New script for testing several data models at the same time.

Most of the files of the testing process have been updated and make it available the source code:

https://github.com/smart-data-models/data-models/tree/master/test_data_model

But also there is a new file

multiple_tests.py

This file enables you to test all the data models located in a internal subject (subdirectories of the root one). Currently this option is not available as a form but if you send us an email to our infno@smartdatamodels.org

we could create a specific form for that

See here an example of the outcome.

Two new data models TimeSeries and MachineTool

There are two new data models MachineTool at OPCUA subject and TimeSeries in AAS subject

Thanks to Manfredi Pistone from Engineering for the contributions

logo

 

  • MachineTool. MachineTool is a mechanical device which is fixed (i.e. not mobile) and powered (typically by electricity and compressed air), typically used to process workpieces by selective removal/addition of material or mechanical deformation
  • TimeSeries. Time Series can represent raw data, but can also represent main characteristics, textual descriptions or events in a concise way.

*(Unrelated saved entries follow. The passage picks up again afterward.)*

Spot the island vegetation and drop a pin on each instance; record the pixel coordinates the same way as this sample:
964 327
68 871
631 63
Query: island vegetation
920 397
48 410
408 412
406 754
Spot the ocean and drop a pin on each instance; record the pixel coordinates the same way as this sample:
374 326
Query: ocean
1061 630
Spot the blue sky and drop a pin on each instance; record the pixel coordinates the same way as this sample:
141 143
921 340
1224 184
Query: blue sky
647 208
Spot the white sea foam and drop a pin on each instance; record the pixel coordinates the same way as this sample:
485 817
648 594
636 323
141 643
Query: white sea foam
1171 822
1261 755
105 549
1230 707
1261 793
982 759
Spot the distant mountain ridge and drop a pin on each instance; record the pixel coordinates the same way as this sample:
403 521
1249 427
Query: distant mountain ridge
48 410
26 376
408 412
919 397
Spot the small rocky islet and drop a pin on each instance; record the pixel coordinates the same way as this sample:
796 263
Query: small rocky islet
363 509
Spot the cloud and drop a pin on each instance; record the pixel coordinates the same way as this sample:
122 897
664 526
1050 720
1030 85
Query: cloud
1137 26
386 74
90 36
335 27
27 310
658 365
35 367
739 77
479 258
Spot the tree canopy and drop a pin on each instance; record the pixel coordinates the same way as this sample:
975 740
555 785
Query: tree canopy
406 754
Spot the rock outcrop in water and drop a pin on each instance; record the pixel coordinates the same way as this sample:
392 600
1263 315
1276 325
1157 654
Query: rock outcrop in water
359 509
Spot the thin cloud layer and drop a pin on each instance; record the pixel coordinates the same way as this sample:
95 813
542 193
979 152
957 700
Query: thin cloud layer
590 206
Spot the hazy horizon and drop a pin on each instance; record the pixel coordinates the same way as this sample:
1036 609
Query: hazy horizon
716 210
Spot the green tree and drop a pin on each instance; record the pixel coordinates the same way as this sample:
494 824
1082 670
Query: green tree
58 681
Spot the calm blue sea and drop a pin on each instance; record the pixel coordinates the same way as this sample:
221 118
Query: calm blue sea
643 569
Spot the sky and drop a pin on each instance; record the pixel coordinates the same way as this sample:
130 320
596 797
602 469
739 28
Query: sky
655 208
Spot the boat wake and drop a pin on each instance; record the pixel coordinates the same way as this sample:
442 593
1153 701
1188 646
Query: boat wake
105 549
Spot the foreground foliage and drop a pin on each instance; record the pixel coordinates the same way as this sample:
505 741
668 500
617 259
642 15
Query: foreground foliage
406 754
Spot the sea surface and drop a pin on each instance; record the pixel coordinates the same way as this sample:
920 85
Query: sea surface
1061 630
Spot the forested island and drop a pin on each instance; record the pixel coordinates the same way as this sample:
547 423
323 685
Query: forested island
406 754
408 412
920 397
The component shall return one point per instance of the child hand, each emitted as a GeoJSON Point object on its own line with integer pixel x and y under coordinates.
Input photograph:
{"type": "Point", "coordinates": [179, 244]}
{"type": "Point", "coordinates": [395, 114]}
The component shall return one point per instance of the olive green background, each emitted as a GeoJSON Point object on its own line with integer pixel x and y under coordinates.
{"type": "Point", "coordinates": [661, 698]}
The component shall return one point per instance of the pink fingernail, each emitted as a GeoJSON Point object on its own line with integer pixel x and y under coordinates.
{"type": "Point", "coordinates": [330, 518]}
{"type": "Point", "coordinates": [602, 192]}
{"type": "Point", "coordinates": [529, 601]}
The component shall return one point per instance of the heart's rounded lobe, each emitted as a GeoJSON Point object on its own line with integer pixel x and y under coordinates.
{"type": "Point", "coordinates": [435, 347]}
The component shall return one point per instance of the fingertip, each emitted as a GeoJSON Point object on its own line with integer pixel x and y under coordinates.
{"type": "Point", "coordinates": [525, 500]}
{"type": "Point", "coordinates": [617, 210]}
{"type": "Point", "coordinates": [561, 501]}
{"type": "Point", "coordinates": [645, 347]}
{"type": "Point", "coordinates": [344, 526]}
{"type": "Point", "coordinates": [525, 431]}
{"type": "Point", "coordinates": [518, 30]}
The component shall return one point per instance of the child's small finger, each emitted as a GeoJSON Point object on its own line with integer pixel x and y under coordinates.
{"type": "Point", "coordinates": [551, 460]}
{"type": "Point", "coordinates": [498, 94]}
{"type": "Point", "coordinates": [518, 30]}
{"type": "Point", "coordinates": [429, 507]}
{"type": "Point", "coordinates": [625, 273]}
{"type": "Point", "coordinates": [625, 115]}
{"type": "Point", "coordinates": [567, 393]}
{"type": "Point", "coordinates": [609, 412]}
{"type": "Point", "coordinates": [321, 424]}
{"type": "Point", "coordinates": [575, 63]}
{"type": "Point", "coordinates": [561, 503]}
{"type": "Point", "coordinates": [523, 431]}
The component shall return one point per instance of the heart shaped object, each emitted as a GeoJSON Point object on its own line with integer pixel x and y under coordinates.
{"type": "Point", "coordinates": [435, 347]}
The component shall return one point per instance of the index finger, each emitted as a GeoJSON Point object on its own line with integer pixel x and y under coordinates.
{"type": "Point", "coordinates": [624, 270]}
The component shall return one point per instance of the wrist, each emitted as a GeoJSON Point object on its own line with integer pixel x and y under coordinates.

Another tiny improvement on the new testing process (ngsild payloads)

In the new testing process, 4th option in the tools menu, now it is available a new test that checks if the example-normalized.jsonld is a valid NGSI LD file.

This process helps contributors to debug their data models before submit them officially (where there will be new tests before final approval)

The source code for the test is available at the repo.

Remember that if you want to improve / create a new test, just create a PR on the repo.

Tiny improvement on the new testing process

In the new testing process, 4th option in the tools menu, now it is available a new test that checks if the example-normalized.json is a valid NGSIv2 file.

This process helps contributors to debug their data models before submit them officially (where there will be new tests before final approval)

The source code for the test is available at the repo.

Remember that if you want to improve / create a new test, just create a PR on the repo.